Updated: 02/06/2014 7:54 PM
Created: 02/06/2014 5:41 PM KSTP.com
By: Todd Wilson
For the first time since 2006 the City of Minneapolis is conducting an in-depth study of air quality.
Canisters that trap air were placed all over the city. The air will be analyzed by researchers.
A KSTP crew caught up with Patrick Hanlon as he hiked through a snow bank to get to a couple of canisters.
"It's a vacuum sealed canister. This is the regulator, it pulls in a sample over the course of 72 hours," he said.
Hanlon says as Minneapolis has gotten denser there are two different air quality concerns. One is going over federal standards for fine particulates, in other words, industrial and transportation pollution, then there's ground level ozone.
"One of the contributing factors to ground level ozone is an organic compound. In 2012 we had 28 days that were over health standards," Hanlon said.
Children, people with heart or lung issues, older adults and active people of all ages who exercise or work vigorously are at risk.

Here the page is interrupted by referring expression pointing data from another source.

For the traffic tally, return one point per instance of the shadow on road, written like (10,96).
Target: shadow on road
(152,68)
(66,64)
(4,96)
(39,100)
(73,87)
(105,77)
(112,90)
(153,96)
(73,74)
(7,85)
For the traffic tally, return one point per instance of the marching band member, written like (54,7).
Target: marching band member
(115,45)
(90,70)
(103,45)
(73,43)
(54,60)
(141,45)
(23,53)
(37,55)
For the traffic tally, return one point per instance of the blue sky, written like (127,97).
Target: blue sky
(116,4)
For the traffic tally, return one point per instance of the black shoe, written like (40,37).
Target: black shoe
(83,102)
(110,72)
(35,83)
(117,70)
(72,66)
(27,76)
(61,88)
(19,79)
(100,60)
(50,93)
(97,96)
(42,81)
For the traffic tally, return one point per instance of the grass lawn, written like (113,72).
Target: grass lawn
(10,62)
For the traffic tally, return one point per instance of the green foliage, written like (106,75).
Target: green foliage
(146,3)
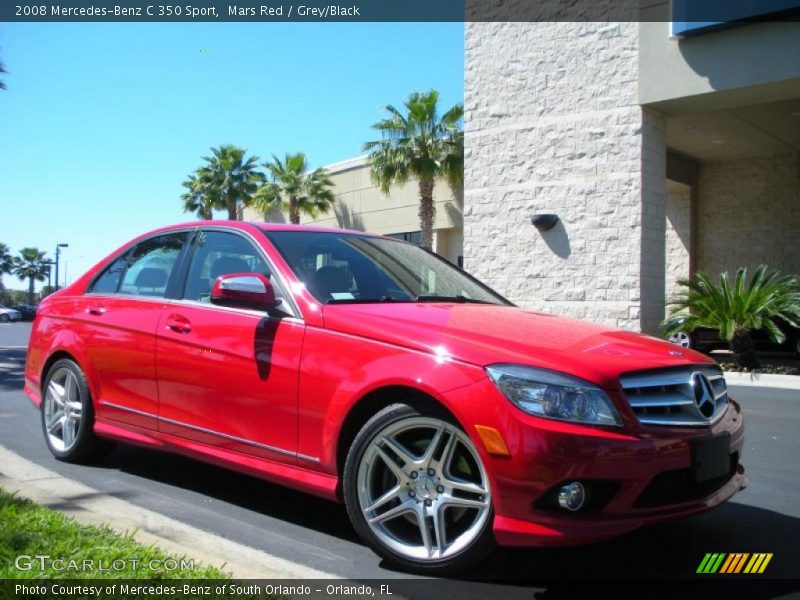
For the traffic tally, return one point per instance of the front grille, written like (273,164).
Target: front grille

An initial study was done in 2006. This current study started last fall, and 120 canisters were placed throughout Minneapolis.
"We're going to take snap shots of a 120 different sampling locations around the city. We're going to do that eight times. So it's eight different snap shots four times a year over two years," he said.

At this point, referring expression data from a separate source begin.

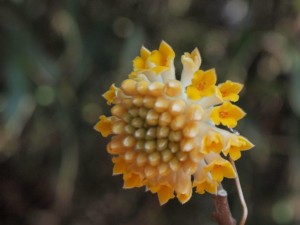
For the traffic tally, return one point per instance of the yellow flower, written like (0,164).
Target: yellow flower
(162,138)
(220,168)
(110,94)
(230,90)
(203,84)
(140,62)
(227,114)
(212,142)
(162,58)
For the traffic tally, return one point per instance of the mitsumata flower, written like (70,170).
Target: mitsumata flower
(164,132)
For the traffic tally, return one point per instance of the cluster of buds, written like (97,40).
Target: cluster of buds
(165,132)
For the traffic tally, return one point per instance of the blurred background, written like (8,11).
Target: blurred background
(58,57)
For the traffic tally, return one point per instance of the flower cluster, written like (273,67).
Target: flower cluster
(164,131)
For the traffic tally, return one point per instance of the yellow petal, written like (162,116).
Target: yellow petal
(220,168)
(227,114)
(204,82)
(230,90)
(212,142)
(167,51)
(145,53)
(104,126)
(193,93)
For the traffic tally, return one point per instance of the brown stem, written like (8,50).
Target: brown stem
(222,212)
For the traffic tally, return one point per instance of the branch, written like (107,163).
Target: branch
(222,212)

Hanlon says most people don't realize the long term affects of air pollution. According to the Minnesota Pollution Control Agency, air pollution, particularly fine particles, are likely responsible for a few thousand premature deaths annually.
The economic cost of premature deaths caused by air pollution is upward of $30 billion according to MPCA.
"We really want to take a look at air quality where people work, play and live in Minneapolis," said Hanlon.